Keberhasilan Kabinet Ali II adalah membatalkan hasil KMB, membentuk Provinsi Irian Barat
yang beribu kota di Soasio, Maluku Utara, dan pengiriman misi Garuda I ke Mesir. Sebab-sebab
kejatuhan Kabinet Ali II.
1) Timbulnya pemberontakan di berbagai daerah
2) Adanya Konsepsi Presiden 21 Februari 1957
3) Adanya keretakan dalam tubuh kabinet, hal ini dapat dibuktikan dengan mundurnya satu per
satu anggota kabinet.

g. Kabinet Juanda (9 April 1957 – 10 Juli 1959)

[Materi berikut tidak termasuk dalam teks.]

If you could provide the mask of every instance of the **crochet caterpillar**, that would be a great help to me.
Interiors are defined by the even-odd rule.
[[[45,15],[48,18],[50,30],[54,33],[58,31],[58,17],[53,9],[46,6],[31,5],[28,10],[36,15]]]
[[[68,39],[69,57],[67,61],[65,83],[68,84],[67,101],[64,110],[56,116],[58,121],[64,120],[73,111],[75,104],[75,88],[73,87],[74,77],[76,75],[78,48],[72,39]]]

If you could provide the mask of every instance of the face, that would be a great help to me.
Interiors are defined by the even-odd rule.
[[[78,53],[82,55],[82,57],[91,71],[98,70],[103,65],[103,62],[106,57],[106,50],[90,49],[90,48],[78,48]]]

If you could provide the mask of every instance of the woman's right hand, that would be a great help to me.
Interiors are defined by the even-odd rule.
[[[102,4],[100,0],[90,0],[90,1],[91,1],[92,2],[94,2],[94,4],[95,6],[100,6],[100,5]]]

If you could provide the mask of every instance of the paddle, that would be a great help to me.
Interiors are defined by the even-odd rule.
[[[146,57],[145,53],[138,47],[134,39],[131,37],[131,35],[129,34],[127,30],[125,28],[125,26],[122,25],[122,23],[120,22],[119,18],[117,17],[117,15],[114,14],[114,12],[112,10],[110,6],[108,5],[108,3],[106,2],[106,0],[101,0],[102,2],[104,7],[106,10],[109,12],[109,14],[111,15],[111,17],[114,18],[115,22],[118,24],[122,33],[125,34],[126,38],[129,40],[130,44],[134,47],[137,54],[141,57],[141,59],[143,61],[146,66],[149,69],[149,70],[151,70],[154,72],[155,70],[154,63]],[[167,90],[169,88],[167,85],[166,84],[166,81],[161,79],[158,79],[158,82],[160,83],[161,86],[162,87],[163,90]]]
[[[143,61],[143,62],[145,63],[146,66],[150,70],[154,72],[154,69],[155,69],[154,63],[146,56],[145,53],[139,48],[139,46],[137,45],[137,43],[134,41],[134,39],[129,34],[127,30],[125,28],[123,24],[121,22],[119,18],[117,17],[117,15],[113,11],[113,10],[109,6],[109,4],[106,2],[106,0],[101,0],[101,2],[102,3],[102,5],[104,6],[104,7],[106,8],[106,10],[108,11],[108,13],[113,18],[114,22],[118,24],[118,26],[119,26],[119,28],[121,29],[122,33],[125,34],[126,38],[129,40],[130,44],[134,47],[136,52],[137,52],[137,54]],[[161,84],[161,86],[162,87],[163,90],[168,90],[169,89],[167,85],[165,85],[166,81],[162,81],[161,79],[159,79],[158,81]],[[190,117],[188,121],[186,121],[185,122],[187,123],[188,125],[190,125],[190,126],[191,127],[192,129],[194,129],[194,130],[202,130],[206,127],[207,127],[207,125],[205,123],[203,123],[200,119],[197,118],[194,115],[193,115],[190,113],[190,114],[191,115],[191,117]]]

Kabinet Juanda atau Kabinet Karya dilantik pada tanggal 9 April 1957 dengan program kerja:
1) membentuk Dewan Nasional
2) normalisasi keadaan Republik Indonesia
3) melanjutkan pembatalan KMB
4) memperjuangkan Irian Barat
5) mempercepat pembangunan.

Salah satu keberhasilan Kabinet Karya yaitu pada tanggal 18 November 1957 mengadakan rapat
umum pembebasan Irian Barat di Jakarta. Rapat ini diikuti dengan tindakan-tindakan pemogokan
kaum buruh di perusahaan Belanda dan pembentukan Front Nasional Pembebasan Irian Barat.
Tanggal 5 Juli 1959 Presiden Sukarno mengeluarkan dekrit, berarti negara kita kembali ke UUD
1945 dan UUDS 1950 tidak berlaku. Kabinet Juanda secara otomatis harus diganti, sehari
kemudian Ir. Juanda menyerahkan mandatnya kepada Presiden Sukarno.